The date-time display read 0744.
* * *
Susan went to the chair behind the desk and again sat down. Instantly she resumed the line of thought she had started a few minutes before. Was there a plot to kill her?
If, in fact, such a conspiracy did exist, she doubted Evans was involved. Although she didn't know why she should, she trusted the staff sergeant. Of course, that did not rule out someone else in Security, and that might explain how the belter got into her rooms.
She didn't bother to wonder why someone might want her dead. She had made many enemies during her career in Fleet-one simply did not perform the kind of work Susan had for the past nine years without making enemies-and those who might want her dead, for one reason or another, could be counted in the hundreds, if not the thousands.
Then there was Aldebaran.
Chapter Two
Susan's steps echoed loudly as she walked the well-lighted corridor in an awkward gait that marked her as one no longer accustomed to Luna's one-sixth standard gravity. Ahead, the corridor curved hard to the left, hiding until she was nearly on the single door she knew was located at its end.

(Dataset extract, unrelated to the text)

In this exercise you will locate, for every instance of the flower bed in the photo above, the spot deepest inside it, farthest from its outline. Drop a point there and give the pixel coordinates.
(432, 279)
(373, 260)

An occasional ventilation grill broke the finely finished metal walls, but there were no doors on either side.
She was almost an hour late for her zero-eight-hundred appointment with Admiral Renford, but that couldn't be helped. She hadn't even stopped by the officers' mess for a morning cup of coffee, a ritual she'd practiced religiously since accepting her commission nearly twenty years before.
The Admiral had an assignment for her. Lieutenant Krueger, Renford's administrative assistant, hadn't given her so much as a hint when he'd called Earth-side three days ago-security did not permit even the intimation of what an assignment might be until the briefing-yet Susan caught herself hoping it was a shipboard command. Perhaps now she would again be permitted to journey beyond Luna's orbit as both ship's pilot and commanding officer, something she had savored only briefly ten years ago.